Institute of Epidemiology Disease Control And Research
- Abbreviation: IEDCR
- Formation: 1976
- Purpose: Epidemiology, disease control and research
- Headquarters: Dhaka
- Location: Bangladesh;
- Region served: Bangladesh
- Official language: Bengali
- Director: Tahmina Shirin
- Parent organization: Ministry of Health
- Website: www.iedcr.gov.bd

= Institute of Epidemiology, Disease Control and Research =

Government organization in Dhaka, Bangladesh

The Institute of Epidemiology, Disease Control And Research (IEDCR) (রোগতত্ত্ব, রোগ নিয়ন্ত্রণ ও গবেষণা ইনস্টিটিউট) is a Bangladesh government research institute, under the Ministry of Health, responsible for researching epidemiological and communicable disease in Bangladesh as well as disease control. Tahmina Shirin is the head of the organization.

==History==
Institute of Epidemiology Disease Control And Research was established by the government of Bangladesh in 1976. It is responsible for epidemiological and communicable disease research as well as developing public health plans for the government of Bangladesh to implement.
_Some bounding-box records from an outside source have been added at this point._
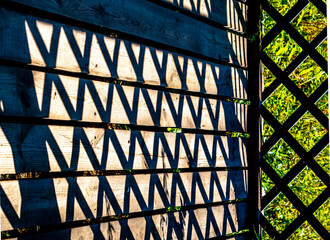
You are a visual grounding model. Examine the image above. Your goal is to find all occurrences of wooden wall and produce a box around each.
[0,0,248,239]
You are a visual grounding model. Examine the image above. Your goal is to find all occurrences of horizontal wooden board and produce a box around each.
[0,203,247,240]
[160,0,247,32]
[1,173,247,231]
[0,123,247,174]
[0,66,247,131]
[0,9,247,99]
[1,0,247,66]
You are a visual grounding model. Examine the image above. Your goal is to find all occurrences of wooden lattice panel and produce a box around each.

It incorporated the previously established Malaria Institute of East Pakistan, which was part of the Central Malaria Institute of India before the partition of India.

The institute was the first COVID-19 testing site in Bangladesh following the COVID-19 pandemic in Bangladesh. It had been given the task to carryout epidemiological surveillance during the pandemic.